- Developer: Software Sorcery
- Publisher: Time Warner Interactive
- Platform: MS-DOS
- Release: 1994
- Modes: Single-player, multiplayer

= AEGIS: Guardian of the Fleet =

1994 video game

Aegis: Guardian of the Fleet is a video game for MS-DOS compatible operating systems published in 1994 by Time Warner Interactive.

==Gameplay==
It simulates command of a US Navy Ticonderoga class cruiser using the Aegis combat system, a US Navy radar and computer system which operates intelligence and missile guidance functions. It was developed by Microplay Software, and published by Time Warner Interactive.

Players are given the ability to operate this ship in real-time, either from the bridge, or by viewing ship operations on radar, via the Tactical Plot System. Players can also command several ships at once.

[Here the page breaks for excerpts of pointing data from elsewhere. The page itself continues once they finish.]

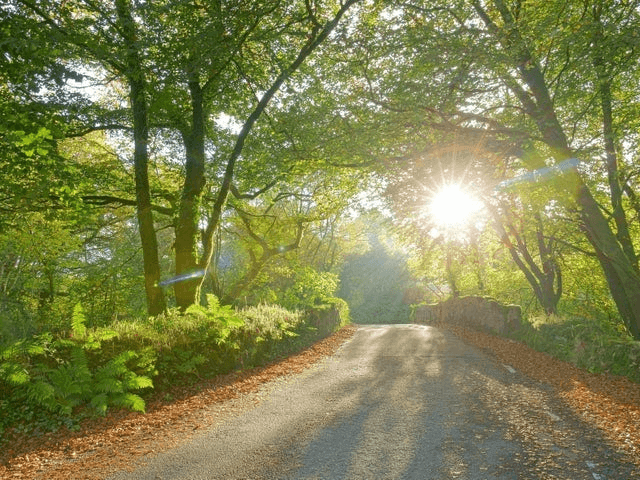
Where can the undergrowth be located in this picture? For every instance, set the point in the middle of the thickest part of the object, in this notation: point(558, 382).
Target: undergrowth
point(597, 345)
point(51, 380)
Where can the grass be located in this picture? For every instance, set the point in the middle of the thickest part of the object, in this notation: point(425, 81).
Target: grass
point(595, 344)
point(172, 349)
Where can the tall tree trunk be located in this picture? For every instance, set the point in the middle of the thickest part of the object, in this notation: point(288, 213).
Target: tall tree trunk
point(613, 173)
point(187, 232)
point(137, 95)
point(318, 35)
point(621, 272)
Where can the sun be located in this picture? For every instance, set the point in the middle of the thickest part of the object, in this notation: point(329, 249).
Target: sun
point(452, 208)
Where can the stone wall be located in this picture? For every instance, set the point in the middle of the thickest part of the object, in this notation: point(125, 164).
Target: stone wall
point(475, 312)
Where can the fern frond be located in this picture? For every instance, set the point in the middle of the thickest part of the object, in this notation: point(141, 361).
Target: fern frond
point(131, 401)
point(78, 321)
point(13, 373)
point(138, 382)
point(108, 385)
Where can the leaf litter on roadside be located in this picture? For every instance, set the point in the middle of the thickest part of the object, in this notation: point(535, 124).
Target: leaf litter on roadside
point(115, 442)
point(610, 403)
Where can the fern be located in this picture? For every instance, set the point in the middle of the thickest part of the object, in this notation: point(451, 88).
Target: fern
point(78, 321)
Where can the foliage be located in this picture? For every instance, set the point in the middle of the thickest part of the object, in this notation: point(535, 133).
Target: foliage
point(375, 285)
point(48, 381)
point(310, 288)
point(595, 344)
point(59, 374)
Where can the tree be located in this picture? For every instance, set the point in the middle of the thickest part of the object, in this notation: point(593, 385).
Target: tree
point(510, 76)
point(178, 84)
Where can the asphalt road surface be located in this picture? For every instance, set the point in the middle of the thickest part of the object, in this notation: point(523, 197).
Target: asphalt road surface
point(396, 402)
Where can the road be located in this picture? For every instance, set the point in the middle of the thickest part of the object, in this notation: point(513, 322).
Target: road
point(396, 402)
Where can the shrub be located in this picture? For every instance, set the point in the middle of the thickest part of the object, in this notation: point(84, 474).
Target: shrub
point(595, 344)
point(58, 374)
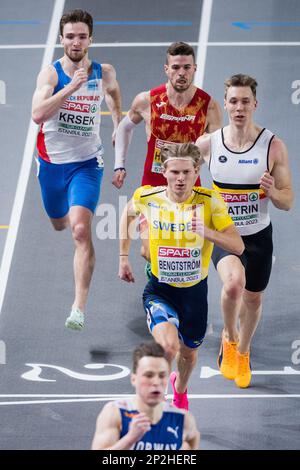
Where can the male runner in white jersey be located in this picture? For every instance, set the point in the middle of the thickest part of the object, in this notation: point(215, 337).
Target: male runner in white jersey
point(66, 104)
point(176, 111)
point(249, 167)
point(146, 421)
point(184, 222)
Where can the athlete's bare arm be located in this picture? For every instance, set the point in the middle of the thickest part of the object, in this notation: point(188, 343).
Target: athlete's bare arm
point(140, 108)
point(44, 103)
point(112, 95)
point(214, 117)
point(108, 427)
point(126, 225)
point(277, 184)
point(203, 143)
point(191, 435)
point(229, 238)
point(139, 111)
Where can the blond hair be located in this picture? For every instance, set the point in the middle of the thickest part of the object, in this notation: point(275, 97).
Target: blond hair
point(181, 151)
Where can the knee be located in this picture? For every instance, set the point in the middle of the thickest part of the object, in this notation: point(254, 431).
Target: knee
point(80, 233)
point(189, 355)
point(170, 348)
point(234, 288)
point(253, 302)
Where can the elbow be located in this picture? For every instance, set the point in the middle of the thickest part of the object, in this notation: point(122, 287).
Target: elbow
point(239, 248)
point(37, 117)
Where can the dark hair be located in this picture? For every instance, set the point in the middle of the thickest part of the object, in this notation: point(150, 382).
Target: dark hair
point(241, 80)
point(151, 349)
point(180, 48)
point(76, 16)
point(181, 150)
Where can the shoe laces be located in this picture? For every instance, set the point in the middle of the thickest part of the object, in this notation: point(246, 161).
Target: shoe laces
point(243, 364)
point(229, 351)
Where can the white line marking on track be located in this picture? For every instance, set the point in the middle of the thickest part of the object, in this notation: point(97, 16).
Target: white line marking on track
point(208, 372)
point(202, 42)
point(26, 163)
point(93, 398)
point(159, 44)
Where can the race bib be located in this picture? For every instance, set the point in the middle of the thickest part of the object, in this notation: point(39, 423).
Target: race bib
point(156, 163)
point(178, 265)
point(79, 115)
point(244, 208)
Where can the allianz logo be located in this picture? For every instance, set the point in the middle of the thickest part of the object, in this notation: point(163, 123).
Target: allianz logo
point(253, 161)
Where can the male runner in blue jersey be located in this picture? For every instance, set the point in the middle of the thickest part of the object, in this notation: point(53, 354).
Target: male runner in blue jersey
point(146, 421)
point(67, 104)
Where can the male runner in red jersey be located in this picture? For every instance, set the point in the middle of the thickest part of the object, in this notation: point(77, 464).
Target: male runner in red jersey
point(177, 112)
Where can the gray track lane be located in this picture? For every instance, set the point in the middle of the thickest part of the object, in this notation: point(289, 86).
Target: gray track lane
point(17, 70)
point(40, 285)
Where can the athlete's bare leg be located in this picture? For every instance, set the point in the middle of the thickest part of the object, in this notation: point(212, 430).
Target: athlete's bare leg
point(186, 360)
point(84, 257)
point(166, 334)
point(232, 274)
point(60, 224)
point(249, 316)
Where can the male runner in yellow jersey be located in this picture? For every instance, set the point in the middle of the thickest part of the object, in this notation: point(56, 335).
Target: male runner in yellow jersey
point(184, 222)
point(249, 167)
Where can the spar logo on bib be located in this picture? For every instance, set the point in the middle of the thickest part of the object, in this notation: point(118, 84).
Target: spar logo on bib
point(195, 253)
point(253, 197)
point(172, 252)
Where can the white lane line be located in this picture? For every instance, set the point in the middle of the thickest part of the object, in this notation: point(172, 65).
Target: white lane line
point(26, 163)
point(202, 42)
point(255, 44)
point(157, 44)
point(208, 372)
point(169, 397)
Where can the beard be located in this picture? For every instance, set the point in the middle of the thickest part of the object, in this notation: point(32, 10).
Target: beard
point(76, 56)
point(179, 88)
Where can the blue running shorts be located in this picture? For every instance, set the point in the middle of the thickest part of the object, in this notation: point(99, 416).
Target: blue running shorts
point(184, 307)
point(69, 184)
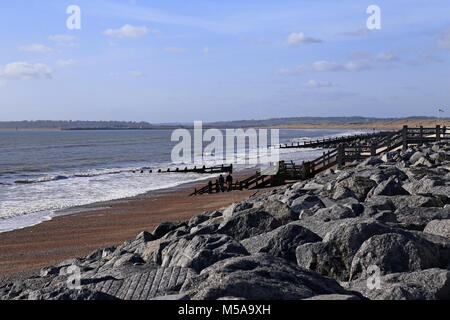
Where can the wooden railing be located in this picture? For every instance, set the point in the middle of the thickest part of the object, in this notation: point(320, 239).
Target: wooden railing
point(338, 157)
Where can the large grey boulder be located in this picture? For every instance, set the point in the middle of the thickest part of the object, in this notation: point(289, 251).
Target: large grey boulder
point(259, 277)
point(147, 285)
point(393, 253)
point(390, 187)
point(235, 208)
point(335, 212)
point(418, 218)
point(414, 201)
point(333, 257)
point(249, 223)
point(280, 211)
point(166, 227)
point(281, 242)
point(359, 185)
point(439, 227)
point(430, 284)
point(305, 202)
point(198, 251)
point(332, 297)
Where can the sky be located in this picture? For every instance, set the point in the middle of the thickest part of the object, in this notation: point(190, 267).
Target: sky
point(180, 61)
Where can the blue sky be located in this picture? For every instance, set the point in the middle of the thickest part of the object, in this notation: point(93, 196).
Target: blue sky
point(170, 61)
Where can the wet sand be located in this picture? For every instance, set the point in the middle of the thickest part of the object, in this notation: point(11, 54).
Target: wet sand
point(392, 125)
point(23, 252)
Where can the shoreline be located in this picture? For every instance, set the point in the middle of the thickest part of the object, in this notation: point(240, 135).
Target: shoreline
point(80, 230)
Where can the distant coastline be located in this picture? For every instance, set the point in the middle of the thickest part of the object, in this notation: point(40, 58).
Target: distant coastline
point(279, 123)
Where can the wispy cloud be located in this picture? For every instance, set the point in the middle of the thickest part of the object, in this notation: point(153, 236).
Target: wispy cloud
point(25, 71)
point(366, 62)
point(295, 39)
point(37, 48)
point(318, 84)
point(65, 63)
point(175, 50)
point(65, 40)
point(127, 31)
point(444, 39)
point(137, 74)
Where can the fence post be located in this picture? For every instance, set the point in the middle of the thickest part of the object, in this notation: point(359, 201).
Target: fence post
point(341, 156)
point(373, 150)
point(405, 137)
point(421, 135)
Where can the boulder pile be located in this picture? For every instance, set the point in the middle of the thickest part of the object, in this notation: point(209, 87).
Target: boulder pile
point(377, 229)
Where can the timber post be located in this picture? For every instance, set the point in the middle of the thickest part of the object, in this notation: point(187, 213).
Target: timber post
point(405, 137)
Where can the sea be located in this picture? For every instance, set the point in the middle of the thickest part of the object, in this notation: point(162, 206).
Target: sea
point(44, 173)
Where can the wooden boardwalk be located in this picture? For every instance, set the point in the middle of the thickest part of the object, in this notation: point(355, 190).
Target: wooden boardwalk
point(331, 142)
point(356, 149)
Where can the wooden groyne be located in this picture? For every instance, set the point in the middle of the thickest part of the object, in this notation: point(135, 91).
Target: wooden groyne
point(202, 170)
point(356, 149)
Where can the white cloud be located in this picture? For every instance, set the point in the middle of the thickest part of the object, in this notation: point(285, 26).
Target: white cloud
point(38, 48)
point(299, 38)
point(444, 40)
point(357, 33)
point(127, 31)
point(62, 38)
point(137, 74)
point(386, 57)
point(366, 62)
point(425, 59)
point(26, 70)
point(175, 50)
point(65, 40)
point(318, 84)
point(65, 63)
point(357, 65)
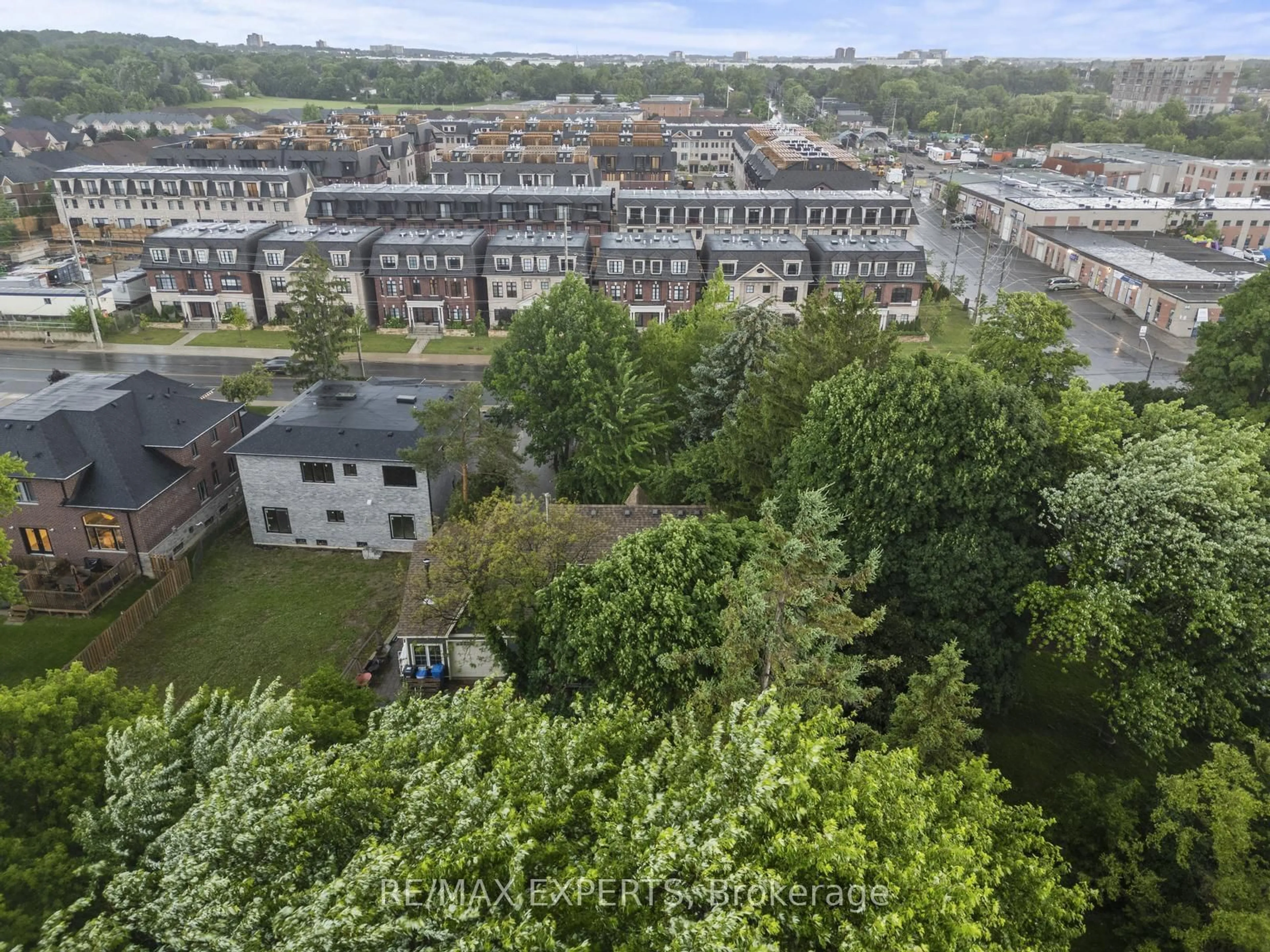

Players can play single mission games, or play a full campaign. The game depicts missions in the Middle East against a variety of targets, and with several different mission objectives.

==Reception==
Computer Gaming World in July 1994 rated AEGIS: Guardian of the Flet 3.5 stars out of five. While criticizing the documentation and bugs, the magazine approved of the more than 100 missions, and predicted that like Falcon 3.0 consumers would upgrade computers to play it.